Quotery
Quote #15806

Below an income of … $60,000 a year, people are unhappy, and they get progressively unhappier the poorer they get. Above that, we get an absolutely flat line. … Money does not buy you experiential happiness, but lack of money certainly buys you misery.

Daniel Kahneman

About This Quote

Kahneman made this remark while discussing findings from large-scale survey research on well-being and income in the United States, work he conducted with Angus Deaton. The results—widely summarized as a “$75,000 threshold”—distinguished between “emotional/experiential well-being” (day-to-day feelings such as stress, sadness, enjoyment) and “life evaluation” (how people rate their life overall).
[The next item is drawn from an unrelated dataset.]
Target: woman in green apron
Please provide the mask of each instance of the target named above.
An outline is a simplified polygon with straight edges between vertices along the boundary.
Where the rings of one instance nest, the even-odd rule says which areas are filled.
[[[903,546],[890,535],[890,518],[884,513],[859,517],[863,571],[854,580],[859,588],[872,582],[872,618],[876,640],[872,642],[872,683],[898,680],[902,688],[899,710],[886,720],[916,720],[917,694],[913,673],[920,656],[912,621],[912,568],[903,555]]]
In interviews and public talks around 2010–2011, Kahneman emphasized that emotional suffering rises sharply with low income, but that beyond a middle-income level additional money does not systematically improve everyday emotional experience, even though it may still raise people’s evaluative judgments about their lives.

Interpretation

The statement draws a sharp line between two roles of money. Up to a moderate level, income reduces concrete stressors—unpaid bills, insecurity, inability to handle emergencies—so emotional suffering increases as resources fall away. Past a threshold, however, additional income does not reliably improve the felt quality of everyday experience; it may buy comfort, status, or options without proportionally increasing calm, joy, or freedom from worry. Kahneman’s point is not that money is irrelevant, but that its main psychological power is protective: it prevents misery more than it produces sustained experiential happiness.